Fourth, external validation of the HealthTIES indicators and indexes was beyond the scope of the current project. Future research may usefully validate them in other settings using both quantitative and qualitative validation techniques. In particular, there may be a problem in using some of the readily available indicators across different settings. For example, the patients WAIT indicator typically includes the innovations and new drugs that have undergone market authorisation but are yet to undergo Phase IV clinical trials to determine their long-term effects on large populations, as well as health technology assessment to determine their cost effectiveness.
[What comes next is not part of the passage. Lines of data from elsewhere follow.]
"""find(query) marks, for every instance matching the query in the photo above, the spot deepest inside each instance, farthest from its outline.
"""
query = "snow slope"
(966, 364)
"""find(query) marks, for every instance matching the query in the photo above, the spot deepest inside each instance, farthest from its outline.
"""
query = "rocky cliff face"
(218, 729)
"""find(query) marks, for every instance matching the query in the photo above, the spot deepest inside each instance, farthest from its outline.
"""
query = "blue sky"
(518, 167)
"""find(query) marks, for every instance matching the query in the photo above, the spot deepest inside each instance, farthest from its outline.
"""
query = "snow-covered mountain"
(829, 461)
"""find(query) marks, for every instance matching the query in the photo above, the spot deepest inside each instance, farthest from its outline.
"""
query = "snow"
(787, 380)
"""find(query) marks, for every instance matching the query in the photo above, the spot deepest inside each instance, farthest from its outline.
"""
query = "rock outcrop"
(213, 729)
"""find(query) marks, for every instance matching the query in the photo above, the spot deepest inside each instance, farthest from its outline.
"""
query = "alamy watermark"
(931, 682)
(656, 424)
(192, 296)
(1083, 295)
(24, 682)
Thus, some innovations and new drugs included in this indicator in some settings may have adverse long-term effects or may not be cost-effective. Our experience of conducting a workshop with a broad range of experts including, among others, front-line clinicians to build a consensus on the selection and feasibility of innovation indicators suggest that member validation and consensus research are likely to be effective means to gather expert opinion and build a consensus on the utility and feasibility of different indicators in the context of different regions.
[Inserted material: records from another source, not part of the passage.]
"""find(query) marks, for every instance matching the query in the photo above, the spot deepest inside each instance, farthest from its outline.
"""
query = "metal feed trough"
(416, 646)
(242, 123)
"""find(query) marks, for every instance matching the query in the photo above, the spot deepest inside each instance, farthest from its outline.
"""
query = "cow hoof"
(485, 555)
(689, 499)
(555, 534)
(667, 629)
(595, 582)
Finally, our study did not explore qualitative differences between the clusters with regard to the workforce, business practices and laws, and how they support or prevent innovation. Yet, our previous research in one of the HealthTIES regions shows that innovation, entrepreneurship and collaboration culture varies between different healthcare and research organisations and may affect both health and economic outcomes [20, 55, 56]. Moreover, women remain under-represented in leadership and management positions in European academic health centres [57], which indicates that research systems may not support the best science or fail to address topics that benefit women and men equitably [58]. Future research may usefully explore qualitative differences between organisations, sectors and regions using theory-building research designs to draw generalisations beyond the current sample of medical and life science clusters.

Conclusion

Important sectors of the economy, such as medical and life sciences, increasingly revolve around a ‘triple helix’ of university–industry–government relations at both national and regional levels. In light of growing interdependencies between previously arms-length actors, it is vital for research and innovation stakeholders and policy-makers to have access to tools for measuring, monitoring and comparing ‘triple helix’ dynamics in key sectors. The HealthTIES indicators and indexes provide useful practical tools for the measurement and benchmarking of university–industry–government innovation in European medical and life science clusters. They have been developed and validated internally within the HealthTIES consortium and display a degree of external prima facie validity. The results from the comparative assessment of the innovation cycle have been used to identify and share best practice and inform regional and joint action plans to strengthen the competitiveness of the HealthTIES regions. Potentially, the tools and accompanying analyses can be used beyond the HealthTIES consortium to inform other regional governments, researchers and, possibly, large companies searching for their next location, analyse and benchmark ‘triple helix’ dynamics within their own networks over time, and to develop integrated public–private and cross-regional research and innovation strategies in Europe and beyond.